Наум потряс рюкзак рукой – килограммов двадцать, не меньше. Закинув его за спину, он вышел из ангара и тут же столкнулся с приехавшими на подмогу своим корешам албанцами на джипе с другого конца свалки. Увидев Наума возле ангара среди своих мертвых друзей, они опешили. Этих секунд ему хватило, чтобы угостить каждого из четырех мордоворотов порцией французского свинца калибра 5,56 миллиметров.

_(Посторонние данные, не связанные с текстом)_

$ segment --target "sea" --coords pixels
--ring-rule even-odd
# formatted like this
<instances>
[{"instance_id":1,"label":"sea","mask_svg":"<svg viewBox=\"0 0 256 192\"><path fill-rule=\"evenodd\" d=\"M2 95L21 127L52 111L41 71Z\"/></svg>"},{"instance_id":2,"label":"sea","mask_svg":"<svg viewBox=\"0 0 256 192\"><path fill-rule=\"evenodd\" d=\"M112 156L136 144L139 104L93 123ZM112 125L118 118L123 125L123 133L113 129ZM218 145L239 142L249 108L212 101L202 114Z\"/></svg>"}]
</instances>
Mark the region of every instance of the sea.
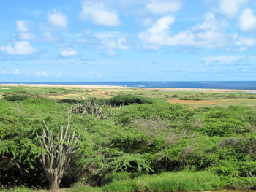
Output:
<instances>
[{"instance_id":1,"label":"sea","mask_svg":"<svg viewBox=\"0 0 256 192\"><path fill-rule=\"evenodd\" d=\"M256 90L256 81L146 81L146 82L2 82L0 83L75 85L110 85L155 88Z\"/></svg>"}]
</instances>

Размазывая последнего врага очередью по черному боку «Рендж Ровера», Наум поймал себя на мысли, что понял, почему полиция ни одной страны мира не может победить преступность. Дело в языке. Полиция и братки говорят на разных языках. А надо, чтобы говорили на одном, многонациональном, который поймет каждый бандит. «С вами надо говорить на языке пули», - вслух произнес Наум и посмотрел, как албанец стекает с бока джипа на землю, оставляя на нем кровавые разводы.
Выкинув из «Ровера» мертвого водителя, Наум залез за руль, вытерев сиденье от крови валяющимся на заднем сиденье албанским флагом, и доехал на нем до своего «БМВ».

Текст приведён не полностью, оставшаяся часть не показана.